Turn a Heated Response into a Cool One in Five Steps
You are suddenly warm all over. Your temples have started pounding to match the pounding in your chest. Your muscles are tense and you feel like running. You recognize that you are in “the moment.” You know the feeling when several different people are coming at you from all different directions; you begin to feel as if you are trapped and can’t breathe. They expect your full attention; wanting you to have an immediate answer for them. Normally you are able to handle the onslaught, but at this very moment it’s different. Your supervisor just gave you a huge task and it needs to be finished by the end of the day. You are also dealing with your own stuff.
The scenario may not be much different as you drive home. You hope to have a bit of peace as you drive home. Traffic is cooperating and you will be home in 10 minutes. This will give you about 30 minutes to unwind and relax before you have to start dinner. Your daughters are teenagers and will be working on homework; they should give you your space.
On your way home, however, you get a call from your husband telling you that he did not have time to pick up his suit from the cleaners. He is going out of town tomorrow and needs the suit. You turn around to go to the cleaners. Before you arrive, your daughter calls saying that she went to the coffee bar after school with her friend. She knows that she has a project due in American Government, but she says they are only staying a few minutes. Can you pick her up? You are faced with having to make a decision on the fly.
You are literally saved by the bell, because your younger daughter is calling you as well. You put your older daughter on hold to take the call. Your younger daughter needs kite string for the kite they are making in her science class. Yes, she took coffee stirrers to share as instructed. Her partner used all of the kite string, so she has to get her own so she can finish her kite.
These scenarios are frustrating. You are asked to take action, make decisions and respond immediately to the urgency of others. Stop what you are doing; change plans; stop thinking and make a decision about something else while changing plans; think about changing plans while thinking about making a decision before making another decision.
Overwhelmed and frustrated you just want to scream. You know that screaming won’t help, so instead of screaming, you get that little testy tone in your voice. Your youngest daughter responds with “that’s why I call Dad instead of you because I know you’re going to get mad.”
These scenarios repeat themselves throughout the day and are a source of frustration for those of us who are on the receiving end. Our response makes us the bad guy. Here are five suggestions to curb the negative effects.
Breathe: Breathe when faced with multiple issues at one time or when faced with a difficult situation. Stop what you are doing and begin to take long, slow, deep breaths. Focusing on the breath will calm you and provide you with an opportunity to order your thoughts and response.
Take a moment: Before responding or addressing the concerns, take a moment for yourself. Deal, if needed with your feelings about the issue, the person, or the situation. The way you feel often drives the response. Take some time to put your feelings and the situation into perspective.
Finish your task first: Complete your task or get to a point where it is convenient to take a break before addressing others’ concerns. Some of us are programmed to address others’ needs first. We put ourselves and our needs on the back burner. Putting others first should be balanced with taking care of ourselves.
Is the building burning? Is someone critically ill? Has there been a serious accident? Triage the requests and address them according to importance or impact on your life or functioning.

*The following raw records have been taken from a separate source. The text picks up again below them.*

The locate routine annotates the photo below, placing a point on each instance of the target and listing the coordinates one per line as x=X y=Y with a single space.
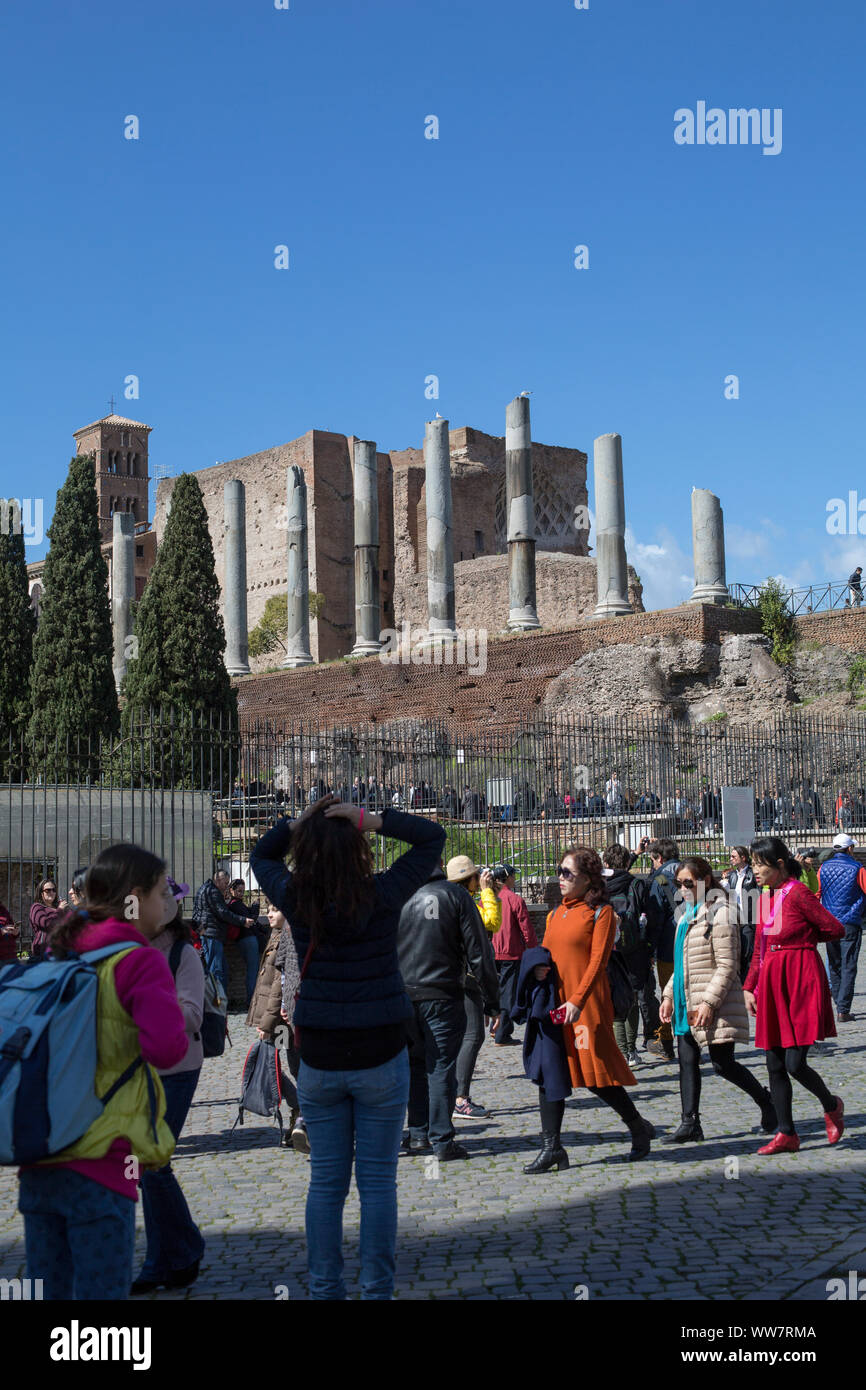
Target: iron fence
x=199 y=794
x=816 y=598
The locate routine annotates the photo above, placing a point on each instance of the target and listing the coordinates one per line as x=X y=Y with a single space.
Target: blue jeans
x=843 y=966
x=79 y=1236
x=437 y=1036
x=357 y=1111
x=248 y=945
x=174 y=1241
x=213 y=952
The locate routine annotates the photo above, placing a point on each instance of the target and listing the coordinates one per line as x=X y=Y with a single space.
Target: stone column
x=234 y=578
x=708 y=545
x=367 y=617
x=439 y=530
x=298 y=638
x=520 y=510
x=610 y=528
x=123 y=587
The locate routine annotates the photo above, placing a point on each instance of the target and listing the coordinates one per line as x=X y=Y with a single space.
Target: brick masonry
x=519 y=670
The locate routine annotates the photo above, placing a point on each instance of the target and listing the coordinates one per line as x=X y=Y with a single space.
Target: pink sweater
x=146 y=991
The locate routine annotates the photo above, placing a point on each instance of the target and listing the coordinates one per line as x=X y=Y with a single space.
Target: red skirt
x=794 y=1004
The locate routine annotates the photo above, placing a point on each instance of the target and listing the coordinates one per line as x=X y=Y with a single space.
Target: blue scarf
x=681 y=1026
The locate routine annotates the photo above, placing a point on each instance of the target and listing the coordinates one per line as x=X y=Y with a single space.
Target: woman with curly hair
x=350 y=1018
x=580 y=937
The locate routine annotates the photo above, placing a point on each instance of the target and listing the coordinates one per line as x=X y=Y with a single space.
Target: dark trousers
x=174 y=1241
x=724 y=1065
x=786 y=1064
x=435 y=1036
x=473 y=1037
x=508 y=972
x=843 y=966
x=616 y=1097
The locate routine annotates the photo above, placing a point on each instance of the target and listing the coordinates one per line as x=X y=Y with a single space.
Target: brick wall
x=841 y=627
x=519 y=670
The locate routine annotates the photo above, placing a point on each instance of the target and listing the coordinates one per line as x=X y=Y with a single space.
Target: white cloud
x=665 y=569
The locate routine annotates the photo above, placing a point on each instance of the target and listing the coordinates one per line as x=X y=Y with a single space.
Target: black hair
x=769 y=849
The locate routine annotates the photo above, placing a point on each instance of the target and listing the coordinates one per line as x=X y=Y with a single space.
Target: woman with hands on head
x=350 y=1018
x=704 y=997
x=580 y=937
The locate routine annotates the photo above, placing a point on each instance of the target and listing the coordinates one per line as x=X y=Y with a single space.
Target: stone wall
x=565 y=585
x=520 y=670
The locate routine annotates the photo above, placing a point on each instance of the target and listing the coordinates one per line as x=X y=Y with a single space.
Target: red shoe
x=781 y=1144
x=834 y=1122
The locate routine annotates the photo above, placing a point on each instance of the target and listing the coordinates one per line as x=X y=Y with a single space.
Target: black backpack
x=630 y=930
x=622 y=988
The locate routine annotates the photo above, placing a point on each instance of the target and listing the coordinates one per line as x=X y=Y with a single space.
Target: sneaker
x=452 y=1150
x=300 y=1140
x=469 y=1111
x=416 y=1146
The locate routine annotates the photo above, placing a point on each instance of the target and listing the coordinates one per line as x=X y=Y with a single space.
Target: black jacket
x=544 y=1048
x=213 y=915
x=439 y=936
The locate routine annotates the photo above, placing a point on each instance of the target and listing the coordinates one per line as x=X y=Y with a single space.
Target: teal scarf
x=680 y=1005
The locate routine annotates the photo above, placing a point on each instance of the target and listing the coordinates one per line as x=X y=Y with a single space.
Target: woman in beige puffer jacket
x=704 y=997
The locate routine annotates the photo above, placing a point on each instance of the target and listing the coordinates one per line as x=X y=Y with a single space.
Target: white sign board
x=499 y=791
x=737 y=815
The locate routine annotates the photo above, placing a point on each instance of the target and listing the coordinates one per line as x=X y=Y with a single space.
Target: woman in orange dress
x=580 y=937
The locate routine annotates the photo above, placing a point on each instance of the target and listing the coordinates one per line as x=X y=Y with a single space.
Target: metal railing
x=199 y=794
x=816 y=598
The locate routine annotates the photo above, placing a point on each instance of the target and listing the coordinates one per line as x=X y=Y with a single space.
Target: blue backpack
x=49 y=1054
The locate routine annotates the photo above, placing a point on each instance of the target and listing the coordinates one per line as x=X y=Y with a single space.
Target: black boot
x=769 y=1121
x=690 y=1129
x=552 y=1154
x=641 y=1133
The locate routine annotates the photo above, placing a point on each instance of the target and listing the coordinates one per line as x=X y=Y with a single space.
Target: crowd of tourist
x=776 y=809
x=380 y=990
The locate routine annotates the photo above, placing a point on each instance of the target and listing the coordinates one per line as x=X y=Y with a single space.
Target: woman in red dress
x=580 y=936
x=787 y=987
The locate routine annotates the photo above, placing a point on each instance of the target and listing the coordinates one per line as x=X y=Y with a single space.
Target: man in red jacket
x=515 y=936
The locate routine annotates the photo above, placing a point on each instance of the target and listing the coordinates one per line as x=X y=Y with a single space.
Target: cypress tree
x=17 y=627
x=180 y=634
x=72 y=692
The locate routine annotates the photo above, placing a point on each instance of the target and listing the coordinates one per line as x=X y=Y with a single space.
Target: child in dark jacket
x=78 y=1207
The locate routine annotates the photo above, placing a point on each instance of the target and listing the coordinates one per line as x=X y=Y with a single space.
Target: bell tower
x=120 y=449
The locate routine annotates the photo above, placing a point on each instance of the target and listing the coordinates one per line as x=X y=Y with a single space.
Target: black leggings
x=613 y=1096
x=783 y=1064
x=722 y=1057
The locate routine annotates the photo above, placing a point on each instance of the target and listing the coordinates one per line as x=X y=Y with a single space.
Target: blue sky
x=409 y=256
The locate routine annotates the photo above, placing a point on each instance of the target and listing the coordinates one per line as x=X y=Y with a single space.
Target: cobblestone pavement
x=694 y=1222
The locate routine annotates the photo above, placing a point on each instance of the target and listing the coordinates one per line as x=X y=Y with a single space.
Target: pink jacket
x=148 y=994
x=516 y=934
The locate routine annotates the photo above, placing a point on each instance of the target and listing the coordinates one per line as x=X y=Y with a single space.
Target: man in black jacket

Triage: Triage is a term medical personnel use to describe the process they use when assessing an emergency situation. As they assess the injuries, needs and situation, they determine the best use of resources that will garner the best outcomes. More directly, they decide who has the best chances of survival based on the resources that are available?
Perform a triage when faced with multiple requests or situations at one time. Determine the best outcome for yourself and assess your available resources. Time is a valuable resource. Willingness is a resource as well. Determine how to best use your resources to gain your desired outcome.
Delegate: Allow others to find their own solution. Provide parameters if needed or refer them to someone else for help. It is ego boosting to be the go to person, however, that role can stunt others’ and our own growth.
You may find that after you have taken a moment and finished your task, that others have found a solution to their concerns. This is a particularly effective method to use when teaching children responsibility.